Lo que presenciamos fue, a pesar de la buena fe de varios miles de militantes honestos y convencidos de la democracia, una gran farsa orquestada desde sus diferentes niveles de gobierno. La maquinaria gubernamental morena en una bizarra combinación con militantes y ex militantes del PRI, PAN, PRD, Verde, PT -en Sinaloa con el PAS- forzó y acarreo a miles y miles de ciudadanos mexicanos a votar en la elección de sus delegados partidarios.
En el laboratorio más cercano a mí, el puerto de Mazatlán, aunque mediante los medios nos enteramos de muchos otros espectáculos antidemocráticos en todo el territorio nacional, el Gobierno municipal obligó a todos sus empleados de confianza a ir a registrarse a Morena y a votar por “El Químico” Benítez. Tan solo a los funcionarios de la Jumapam les pidió que le acarrearan 500 personas, y así por el estilo en todo el País. Fue una operación de Gobierno porque quieren convertir a Morena en un partido de Estado, en el que su base principal de operaciones sean los funcionarios y empleados de Gobierno. Y les funcionó.

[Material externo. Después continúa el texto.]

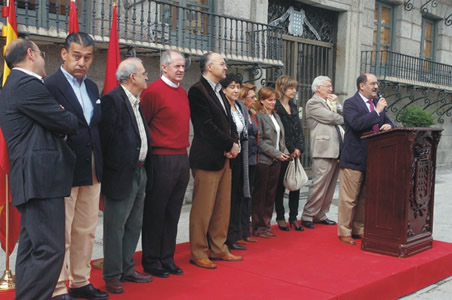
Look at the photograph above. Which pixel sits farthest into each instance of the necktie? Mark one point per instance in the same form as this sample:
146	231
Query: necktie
372	108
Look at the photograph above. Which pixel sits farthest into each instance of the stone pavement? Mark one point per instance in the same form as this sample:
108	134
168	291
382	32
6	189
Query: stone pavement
442	231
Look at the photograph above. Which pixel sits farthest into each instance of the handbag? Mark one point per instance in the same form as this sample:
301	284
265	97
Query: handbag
295	176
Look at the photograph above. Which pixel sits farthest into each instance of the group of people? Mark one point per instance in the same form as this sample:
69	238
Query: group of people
67	147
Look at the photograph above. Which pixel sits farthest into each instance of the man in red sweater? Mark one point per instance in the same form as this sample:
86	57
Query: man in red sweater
166	111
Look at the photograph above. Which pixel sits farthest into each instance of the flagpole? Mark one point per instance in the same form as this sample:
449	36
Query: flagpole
7	282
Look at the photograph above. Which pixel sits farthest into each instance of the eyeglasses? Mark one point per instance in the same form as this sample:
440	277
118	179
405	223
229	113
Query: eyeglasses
42	53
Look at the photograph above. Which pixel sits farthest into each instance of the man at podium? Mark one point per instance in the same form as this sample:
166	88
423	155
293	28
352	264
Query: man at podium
364	112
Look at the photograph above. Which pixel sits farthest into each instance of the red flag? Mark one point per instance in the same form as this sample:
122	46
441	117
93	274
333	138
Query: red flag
73	19
10	32
113	57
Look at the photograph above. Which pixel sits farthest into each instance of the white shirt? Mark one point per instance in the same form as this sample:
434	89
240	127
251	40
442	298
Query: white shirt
28	72
169	82
367	103
278	130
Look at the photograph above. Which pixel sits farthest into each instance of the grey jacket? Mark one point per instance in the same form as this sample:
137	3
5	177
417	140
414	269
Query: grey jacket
267	138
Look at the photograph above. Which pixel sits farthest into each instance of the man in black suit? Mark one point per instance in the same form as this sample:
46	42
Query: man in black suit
125	144
363	112
79	95
214	143
42	166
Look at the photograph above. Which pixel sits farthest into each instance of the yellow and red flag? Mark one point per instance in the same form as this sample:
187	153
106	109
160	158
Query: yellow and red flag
73	19
10	33
113	57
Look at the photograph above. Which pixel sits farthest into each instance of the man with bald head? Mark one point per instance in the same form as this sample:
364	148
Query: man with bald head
214	144
364	112
125	142
35	127
166	112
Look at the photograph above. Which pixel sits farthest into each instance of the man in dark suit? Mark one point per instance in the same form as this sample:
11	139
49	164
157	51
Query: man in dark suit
363	112
42	167
214	143
125	144
79	95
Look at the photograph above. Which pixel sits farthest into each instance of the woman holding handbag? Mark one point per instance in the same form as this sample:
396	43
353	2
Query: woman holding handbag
286	88
272	151
239	226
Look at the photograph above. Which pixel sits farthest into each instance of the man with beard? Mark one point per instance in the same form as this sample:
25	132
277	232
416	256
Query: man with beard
363	112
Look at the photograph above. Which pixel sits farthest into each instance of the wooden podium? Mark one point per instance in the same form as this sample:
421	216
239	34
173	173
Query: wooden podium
400	189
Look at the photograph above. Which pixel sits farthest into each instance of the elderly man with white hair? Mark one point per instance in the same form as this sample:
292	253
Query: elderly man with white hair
126	149
324	122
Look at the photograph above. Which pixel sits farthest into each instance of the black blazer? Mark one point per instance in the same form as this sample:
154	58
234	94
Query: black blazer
121	143
34	126
87	140
358	120
214	130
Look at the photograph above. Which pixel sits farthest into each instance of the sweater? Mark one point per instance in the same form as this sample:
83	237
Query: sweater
167	113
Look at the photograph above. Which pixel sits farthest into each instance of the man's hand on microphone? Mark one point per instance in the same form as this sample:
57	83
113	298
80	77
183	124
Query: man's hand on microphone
381	104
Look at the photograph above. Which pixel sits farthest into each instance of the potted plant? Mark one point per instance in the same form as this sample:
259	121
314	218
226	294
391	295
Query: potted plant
414	116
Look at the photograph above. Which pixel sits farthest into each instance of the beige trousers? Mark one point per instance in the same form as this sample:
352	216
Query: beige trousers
81	212
351	202
209	215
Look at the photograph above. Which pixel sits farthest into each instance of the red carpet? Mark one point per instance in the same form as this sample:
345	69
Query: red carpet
303	265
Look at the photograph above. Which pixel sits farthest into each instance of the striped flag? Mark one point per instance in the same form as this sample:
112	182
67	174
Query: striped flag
113	57
73	19
10	33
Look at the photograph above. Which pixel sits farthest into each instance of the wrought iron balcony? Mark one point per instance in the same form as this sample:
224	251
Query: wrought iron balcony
407	69
157	25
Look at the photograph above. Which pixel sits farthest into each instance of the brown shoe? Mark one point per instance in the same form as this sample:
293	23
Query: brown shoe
241	242
263	235
358	236
137	277
114	286
203	263
347	240
228	257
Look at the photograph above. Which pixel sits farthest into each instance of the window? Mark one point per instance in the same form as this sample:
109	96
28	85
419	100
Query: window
428	39
383	24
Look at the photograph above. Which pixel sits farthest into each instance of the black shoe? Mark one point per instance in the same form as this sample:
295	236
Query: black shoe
158	272
308	224
173	269
62	297
327	222
282	225
295	225
88	292
235	246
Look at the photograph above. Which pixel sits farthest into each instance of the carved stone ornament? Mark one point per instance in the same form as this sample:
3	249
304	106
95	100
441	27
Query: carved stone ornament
302	20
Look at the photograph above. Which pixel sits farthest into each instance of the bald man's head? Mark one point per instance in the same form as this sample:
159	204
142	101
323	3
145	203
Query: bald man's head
16	52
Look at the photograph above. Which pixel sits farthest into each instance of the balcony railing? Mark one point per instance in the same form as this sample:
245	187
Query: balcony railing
410	69
157	25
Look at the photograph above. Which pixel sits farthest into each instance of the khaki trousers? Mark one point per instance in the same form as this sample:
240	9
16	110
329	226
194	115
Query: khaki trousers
81	212
351	202
325	172
209	215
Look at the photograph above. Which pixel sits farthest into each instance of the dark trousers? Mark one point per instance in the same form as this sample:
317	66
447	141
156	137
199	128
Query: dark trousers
162	207
264	196
123	219
239	224
40	254
294	197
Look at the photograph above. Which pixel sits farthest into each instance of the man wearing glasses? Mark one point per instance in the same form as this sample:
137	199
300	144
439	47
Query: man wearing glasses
80	95
42	167
324	123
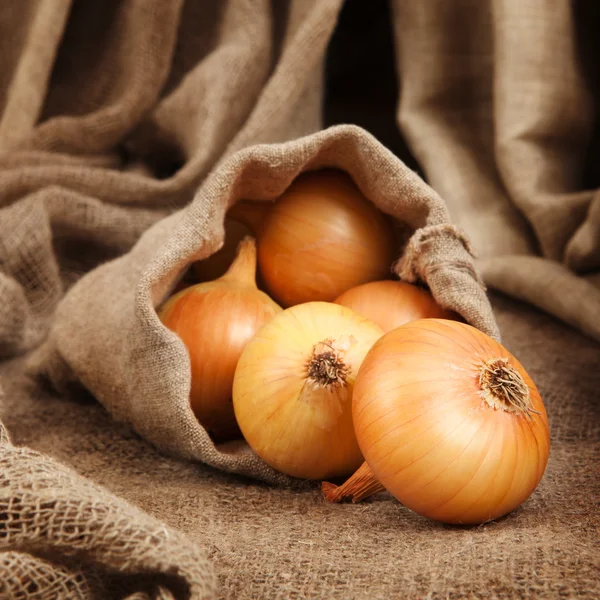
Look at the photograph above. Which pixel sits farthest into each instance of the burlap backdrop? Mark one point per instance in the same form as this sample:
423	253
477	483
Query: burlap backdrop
113	114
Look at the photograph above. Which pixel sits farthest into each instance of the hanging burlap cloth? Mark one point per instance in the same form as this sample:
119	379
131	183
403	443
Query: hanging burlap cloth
127	129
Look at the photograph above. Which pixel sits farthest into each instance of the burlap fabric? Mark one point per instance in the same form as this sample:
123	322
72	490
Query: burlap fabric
269	542
112	116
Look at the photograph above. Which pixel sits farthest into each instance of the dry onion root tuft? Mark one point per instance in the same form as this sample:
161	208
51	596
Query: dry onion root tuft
293	386
449	422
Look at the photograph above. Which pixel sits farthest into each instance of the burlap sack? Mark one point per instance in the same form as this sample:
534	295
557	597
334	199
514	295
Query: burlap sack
498	104
106	333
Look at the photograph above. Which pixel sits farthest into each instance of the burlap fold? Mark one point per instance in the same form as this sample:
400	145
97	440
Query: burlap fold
106	333
49	513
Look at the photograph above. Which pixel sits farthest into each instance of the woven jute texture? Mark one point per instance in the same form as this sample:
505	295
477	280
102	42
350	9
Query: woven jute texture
272	542
127	129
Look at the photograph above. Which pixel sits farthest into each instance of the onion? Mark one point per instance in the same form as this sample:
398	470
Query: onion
218	263
449	422
321	238
292	391
250	213
215	321
391	304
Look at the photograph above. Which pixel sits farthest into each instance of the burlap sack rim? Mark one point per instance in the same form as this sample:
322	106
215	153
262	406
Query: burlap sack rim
204	219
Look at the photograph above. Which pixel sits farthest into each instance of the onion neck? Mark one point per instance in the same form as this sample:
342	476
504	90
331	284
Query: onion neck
243	269
504	388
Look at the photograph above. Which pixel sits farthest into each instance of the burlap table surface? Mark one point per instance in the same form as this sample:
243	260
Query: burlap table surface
113	114
268	542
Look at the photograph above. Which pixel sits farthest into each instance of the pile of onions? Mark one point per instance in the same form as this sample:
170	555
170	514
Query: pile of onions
449	422
218	263
362	374
215	321
391	304
321	238
292	391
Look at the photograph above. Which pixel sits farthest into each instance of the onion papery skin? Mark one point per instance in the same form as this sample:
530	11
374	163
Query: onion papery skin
429	435
215	320
392	303
294	425
322	237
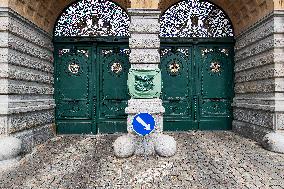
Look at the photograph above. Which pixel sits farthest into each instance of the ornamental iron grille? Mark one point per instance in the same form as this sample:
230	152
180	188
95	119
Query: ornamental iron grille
93	18
195	18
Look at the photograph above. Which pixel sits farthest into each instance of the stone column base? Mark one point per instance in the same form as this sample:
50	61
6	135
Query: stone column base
157	143
274	142
10	148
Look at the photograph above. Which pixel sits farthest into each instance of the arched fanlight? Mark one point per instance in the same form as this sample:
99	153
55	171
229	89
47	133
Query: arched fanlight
92	18
195	18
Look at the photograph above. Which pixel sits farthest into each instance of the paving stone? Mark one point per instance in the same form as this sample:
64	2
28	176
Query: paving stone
203	160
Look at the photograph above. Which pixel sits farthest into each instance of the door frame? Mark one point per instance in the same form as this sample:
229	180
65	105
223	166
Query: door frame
195	43
94	43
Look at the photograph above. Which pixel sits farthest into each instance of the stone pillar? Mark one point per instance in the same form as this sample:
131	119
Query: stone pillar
145	92
26	85
259	85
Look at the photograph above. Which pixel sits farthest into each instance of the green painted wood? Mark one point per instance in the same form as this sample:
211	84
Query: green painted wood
200	93
93	98
91	87
177	91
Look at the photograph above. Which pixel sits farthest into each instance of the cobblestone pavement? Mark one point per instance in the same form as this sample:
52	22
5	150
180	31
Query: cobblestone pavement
204	160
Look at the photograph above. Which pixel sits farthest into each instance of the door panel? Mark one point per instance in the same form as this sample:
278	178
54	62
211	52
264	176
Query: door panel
91	88
199	95
73	84
176	65
216	74
114	95
72	89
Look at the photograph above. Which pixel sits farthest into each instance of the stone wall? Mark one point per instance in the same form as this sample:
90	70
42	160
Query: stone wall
243	13
259	83
26	80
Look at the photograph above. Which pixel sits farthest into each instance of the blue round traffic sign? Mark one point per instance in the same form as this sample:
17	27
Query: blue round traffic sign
143	124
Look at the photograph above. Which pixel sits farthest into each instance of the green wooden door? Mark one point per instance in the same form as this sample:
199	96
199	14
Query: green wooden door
197	86
91	88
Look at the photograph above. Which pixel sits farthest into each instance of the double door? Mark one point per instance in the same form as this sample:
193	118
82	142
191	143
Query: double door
90	88
197	86
91	91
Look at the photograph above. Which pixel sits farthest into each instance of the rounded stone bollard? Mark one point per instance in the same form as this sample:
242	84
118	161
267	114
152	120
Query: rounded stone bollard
124	146
274	142
10	148
165	145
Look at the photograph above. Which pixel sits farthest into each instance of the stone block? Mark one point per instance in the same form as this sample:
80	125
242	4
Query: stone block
26	47
274	142
266	86
279	121
10	147
149	26
255	117
144	56
251	131
144	41
29	120
145	66
257	33
144	83
151	106
261	46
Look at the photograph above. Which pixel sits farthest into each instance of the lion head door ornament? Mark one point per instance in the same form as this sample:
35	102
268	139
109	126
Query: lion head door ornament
116	67
74	68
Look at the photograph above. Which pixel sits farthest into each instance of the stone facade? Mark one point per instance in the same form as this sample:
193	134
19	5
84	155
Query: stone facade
26	77
259	84
26	63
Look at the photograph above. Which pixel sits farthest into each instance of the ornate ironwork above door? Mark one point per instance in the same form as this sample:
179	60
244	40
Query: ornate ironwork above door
92	18
195	18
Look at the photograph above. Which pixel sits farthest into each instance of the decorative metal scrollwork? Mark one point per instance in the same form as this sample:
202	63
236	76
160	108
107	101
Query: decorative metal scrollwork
215	67
195	18
93	18
174	68
116	68
74	68
144	83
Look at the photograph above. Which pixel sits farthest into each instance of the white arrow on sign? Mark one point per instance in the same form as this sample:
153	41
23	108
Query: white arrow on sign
142	122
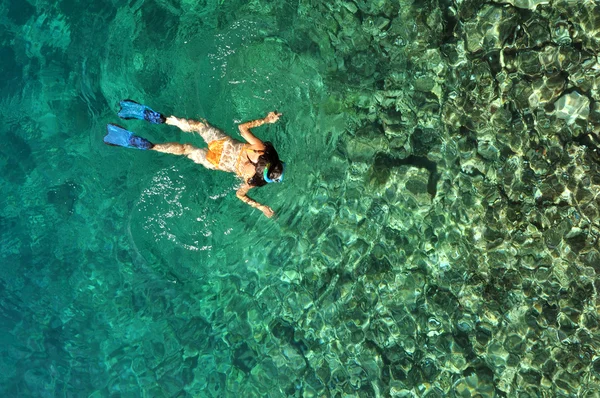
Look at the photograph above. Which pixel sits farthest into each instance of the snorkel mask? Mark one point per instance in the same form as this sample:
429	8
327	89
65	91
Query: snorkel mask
278	179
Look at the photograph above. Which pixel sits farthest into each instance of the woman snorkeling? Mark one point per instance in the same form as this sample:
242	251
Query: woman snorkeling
255	162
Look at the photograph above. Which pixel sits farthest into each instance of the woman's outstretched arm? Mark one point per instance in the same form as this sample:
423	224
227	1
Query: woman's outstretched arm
242	195
272	117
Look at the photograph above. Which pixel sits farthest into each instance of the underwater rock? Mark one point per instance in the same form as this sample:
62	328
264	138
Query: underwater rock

López Obrador dice que participaron y se afiliaron 2 y medio millones de mexicanos. Ricardo Monreal comenta que eso es matemáticamente imposible en unas cuantas horas, con pocas casillas y por el método que se utilizó para votar. Parece que tiene razón. Al margen de eso, la inmensa mayoría de los acarreados de Gobierno participaron para preservar su chamba y no por ninguna convicción ideológica o política. ¿Aquí hubo libertad de participación? Por supuesto que no. Hubo coerción, chantaje, soborno.
¿Cómo construir un partido democrático, justiciero y de izquierda de esta manera?